"Rejecting" standard real analysis is (usually) not rejecting that real analysis's theorems can be derived from the axioms used.
Rather, it is rejecting it as a reasonable model of numbers.
When you take axiomatic mathematics and you run with it, you end up with strange results. Things like Gödel numbering lets you show that your axiomatic system for even something as simple as addition, subtraction, multiplication and division isn't able to exclusively model what you'd intuitively think was numbers.
To evaluate an axiom system, we have to look at what it is used for. Sure, this is icky applied mathematics, but if our axiom system of counting numbers (for example) doesn't model what you do when you go "one chicken, two chicken, three chickens, ..., 5,272,992 chickens, ...", maybe you should reconsider your axiom system for counting numbers.
People who "challenge" or "don't accept" standard real analysis think that alternative sets of assumptions -- axioms, rules of proof, etc -- produce better or maybe just otherwise useful results.
One example is constructive real analysis. Here, we start with pretty much the same assumptions, but we remove the law of excluded middle -- that a statement can be assumed to be either true or false. We still claim that no statement can be both. There just isn't a rule that goes "!!X implies X". There is still a rule that "!!!X implies !X", which can be derived from the other axioms of logic.

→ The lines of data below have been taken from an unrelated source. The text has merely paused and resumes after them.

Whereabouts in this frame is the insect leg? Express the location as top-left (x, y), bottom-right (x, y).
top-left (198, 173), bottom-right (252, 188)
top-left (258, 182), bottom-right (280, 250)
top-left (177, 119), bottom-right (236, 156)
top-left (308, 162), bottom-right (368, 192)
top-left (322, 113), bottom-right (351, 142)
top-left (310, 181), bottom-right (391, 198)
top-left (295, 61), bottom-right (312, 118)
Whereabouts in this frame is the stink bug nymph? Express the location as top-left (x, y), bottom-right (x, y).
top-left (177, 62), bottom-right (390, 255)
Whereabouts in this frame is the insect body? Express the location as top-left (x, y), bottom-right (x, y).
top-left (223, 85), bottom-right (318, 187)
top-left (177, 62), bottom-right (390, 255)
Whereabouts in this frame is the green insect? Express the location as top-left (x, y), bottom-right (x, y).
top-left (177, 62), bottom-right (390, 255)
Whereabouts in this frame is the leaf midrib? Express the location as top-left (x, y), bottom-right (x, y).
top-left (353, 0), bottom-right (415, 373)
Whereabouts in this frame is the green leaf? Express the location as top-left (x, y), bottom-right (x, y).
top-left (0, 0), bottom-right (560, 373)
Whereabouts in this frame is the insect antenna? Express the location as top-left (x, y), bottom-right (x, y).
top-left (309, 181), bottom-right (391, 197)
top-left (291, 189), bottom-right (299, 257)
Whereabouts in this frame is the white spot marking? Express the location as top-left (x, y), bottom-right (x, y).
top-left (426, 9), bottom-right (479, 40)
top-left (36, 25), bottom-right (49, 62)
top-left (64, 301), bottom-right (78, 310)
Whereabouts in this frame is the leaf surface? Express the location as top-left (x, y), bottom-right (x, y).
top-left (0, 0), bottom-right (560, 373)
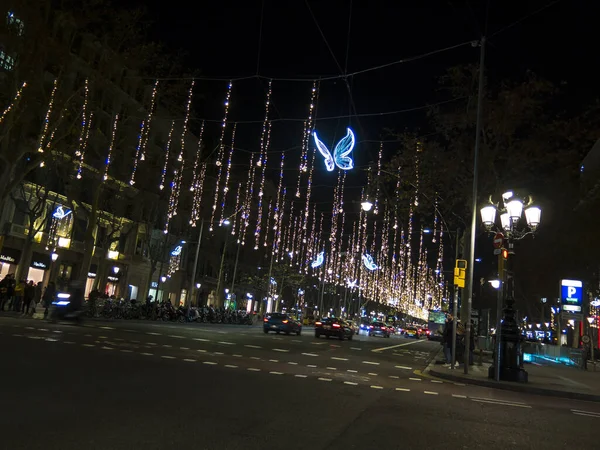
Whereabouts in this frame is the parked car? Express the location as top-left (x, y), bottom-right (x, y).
top-left (263, 313), bottom-right (302, 335)
top-left (368, 322), bottom-right (391, 338)
top-left (315, 318), bottom-right (354, 340)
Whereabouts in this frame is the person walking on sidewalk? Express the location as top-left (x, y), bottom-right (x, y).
top-left (42, 282), bottom-right (56, 319)
top-left (443, 315), bottom-right (459, 367)
top-left (30, 282), bottom-right (43, 316)
top-left (13, 279), bottom-right (25, 312)
top-left (22, 280), bottom-right (35, 315)
top-left (0, 274), bottom-right (10, 311)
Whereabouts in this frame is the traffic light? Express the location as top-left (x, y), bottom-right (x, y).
top-left (502, 249), bottom-right (508, 260)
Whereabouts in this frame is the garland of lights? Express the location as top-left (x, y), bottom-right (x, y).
top-left (159, 121), bottom-right (176, 190)
top-left (240, 152), bottom-right (255, 246)
top-left (220, 122), bottom-right (236, 225)
top-left (103, 114), bottom-right (120, 181)
top-left (75, 79), bottom-right (90, 158)
top-left (76, 111), bottom-right (93, 180)
top-left (140, 80), bottom-right (159, 161)
top-left (37, 79), bottom-right (58, 153)
top-left (189, 121), bottom-right (206, 227)
top-left (190, 121), bottom-right (205, 192)
top-left (0, 81), bottom-right (27, 125)
top-left (209, 81), bottom-right (233, 232)
top-left (129, 119), bottom-right (145, 185)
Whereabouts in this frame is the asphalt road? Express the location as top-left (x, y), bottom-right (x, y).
top-left (1, 315), bottom-right (599, 449)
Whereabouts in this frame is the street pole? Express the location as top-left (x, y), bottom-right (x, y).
top-left (451, 230), bottom-right (459, 369)
top-left (463, 36), bottom-right (486, 375)
top-left (188, 220), bottom-right (204, 308)
top-left (215, 227), bottom-right (231, 308)
top-left (154, 232), bottom-right (170, 302)
top-left (494, 251), bottom-right (504, 382)
top-left (229, 238), bottom-right (241, 300)
top-left (265, 249), bottom-right (275, 313)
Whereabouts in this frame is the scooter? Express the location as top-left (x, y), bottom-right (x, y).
top-left (49, 286), bottom-right (85, 323)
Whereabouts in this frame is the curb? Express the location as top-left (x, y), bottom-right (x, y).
top-left (428, 368), bottom-right (600, 403)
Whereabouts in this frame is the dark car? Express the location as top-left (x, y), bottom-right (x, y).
top-left (315, 318), bottom-right (354, 340)
top-left (368, 322), bottom-right (391, 338)
top-left (263, 313), bottom-right (302, 335)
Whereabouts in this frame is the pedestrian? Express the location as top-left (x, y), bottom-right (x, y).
top-left (443, 314), bottom-right (458, 367)
top-left (31, 281), bottom-right (43, 316)
top-left (0, 274), bottom-right (9, 311)
top-left (13, 279), bottom-right (25, 312)
top-left (469, 319), bottom-right (476, 366)
top-left (22, 280), bottom-right (35, 315)
top-left (42, 282), bottom-right (56, 319)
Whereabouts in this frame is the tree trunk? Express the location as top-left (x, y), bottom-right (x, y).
top-left (15, 238), bottom-right (34, 282)
top-left (76, 187), bottom-right (101, 285)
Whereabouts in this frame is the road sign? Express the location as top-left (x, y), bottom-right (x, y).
top-left (560, 279), bottom-right (583, 313)
top-left (493, 233), bottom-right (504, 249)
top-left (454, 260), bottom-right (467, 288)
top-left (582, 335), bottom-right (591, 344)
top-left (493, 248), bottom-right (501, 255)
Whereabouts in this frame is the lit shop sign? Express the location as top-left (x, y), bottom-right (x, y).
top-left (560, 279), bottom-right (583, 313)
top-left (0, 254), bottom-right (15, 263)
top-left (87, 272), bottom-right (97, 278)
top-left (31, 261), bottom-right (48, 270)
top-left (151, 282), bottom-right (158, 288)
top-left (107, 276), bottom-right (119, 282)
top-left (52, 206), bottom-right (72, 220)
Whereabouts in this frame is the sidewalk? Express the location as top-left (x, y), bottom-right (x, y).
top-left (428, 356), bottom-right (600, 402)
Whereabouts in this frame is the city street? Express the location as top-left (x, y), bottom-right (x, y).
top-left (1, 316), bottom-right (599, 449)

There are some other subtle changes as well.
That, plus being a bit careful about what other axioms we use, and changes to some of the definitions of terms in analysis (these "redefinitions" can be shown to be equivalent in standard set theory to the standard definitions usually), gives us an interesting property; that you can take any proof of existence of a object and mechanically turn the proof into an algorithm that produces the object.
So if you have a proof that says "there exists an X with property P(X)", you can always write out the digits of X (well, the algorithm to do so might be expensive).
There are other non-standard real analysis as well. Some permit infinitesimals -- values that are bigger than 0, but smaller than any number you can write down -- and do calculus where dx/dy can be calculated by doing infinitesimal mathematics.
We call all of these a form of "real analysis", because at the scale of doing calculus in the service of physics, these all end up agreeing. They can all agree and derive that a car with an acceleration of a over time t travels 1/2 a t^2 distance, they call can produce their equivalent of the fundamental theorem of calculus, etc.
Sometimes there will be slight differences. For example, the intermediate value theorem states that any continuous function of one variable that starts above a line
and ends below a line crosses the line. The constructive version instead concludes that it gets within any arbitrary distance of the line.
Because there is no effective procedure that permits you to take an arbitrary continuous function, a proof that it is above the line at one point, and below at the other, and produce a decimal expansion (or equivalent) of the location where it crosses the line ... constructive analysis doesn't give it to you.
Constructive analysis does give you a sequence of points $p_i$ such that $|f(p_i) -k|$ converges to 0, and the points $p_i$ all lie within a closed interval; in classical analysis, this guarantees a convergent subsequence. In constructive analysis, this doesn't guarantee a convergent subsequence, because there is no way to find that convergent subsequence!
No physical experiment could distinguish between these two claims, because they disagree in the limit. So both model reality. One just models a reality with additional, untestable claims (and that is the classical analysis version).
One can find nonstandard analysis useful without "rejecting" standard analysis. As an example, when you are doing geometry on a computer, being aware of constructive analysis theorems and their difference with classical analysis can help illuminate some things you shouldn't assume.
And this isn't just games. A recent paper - popular article - uses intuitionalist/constructive reals and logic to describe a non-time-symmetrical general relativity universe. Because a fully time-symmetrical universe requires infinitely dense information at the big bang; sort of like an infinitely precise real number.